All these factors will determine whether Iran agrees to put its nuclear programme up for discussion on October 1. For Mr Obama, failure to agree a round of substantive talks will place him under pressure from hawks and pro-Israel groups in Washington to find a new way of confronting Iran's suspected nuclear ambitions, in the first instance, tightened sanctions. "I don't think Obama has much hope," said Mehdi Khalaji from the Washington Institute for Near East Policy, "but there is no other choice but to try it, and prove to other countries they have tried."
For Iran, it could be facing the real possibility of pariah status, sanctions and the closing of a window of engagement from a relatively friendly administration which is likely to take an increasingly hard line if talks fail. There is even a chance that it might face an Israeli air strike, though several analysts have pointed out that that would not necessarily be an unwelcome development for the Ahmadinejad government, which gains political strength from portraying itself as strong in the face of international hostility.
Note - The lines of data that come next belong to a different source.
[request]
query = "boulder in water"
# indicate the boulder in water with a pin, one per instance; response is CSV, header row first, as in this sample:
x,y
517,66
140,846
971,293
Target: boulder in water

"They could probably sustain the losses incurred in a surgical strike," said Ali Ansari. The security consequences for the region, however, would be huge. As the diplomats across the world prepare their negotiating positions, the outcome of next week's talks is difficult to predict. All that can be said with certainty is that the stakes are high, particularly for Iran. In a recent article, the commentator Juan Cole argued that the Islamic republic's confidence was misplaced, warning that "further unilateral US sanctions and collective UNSC measures should be taken more seriously than they are by Iran."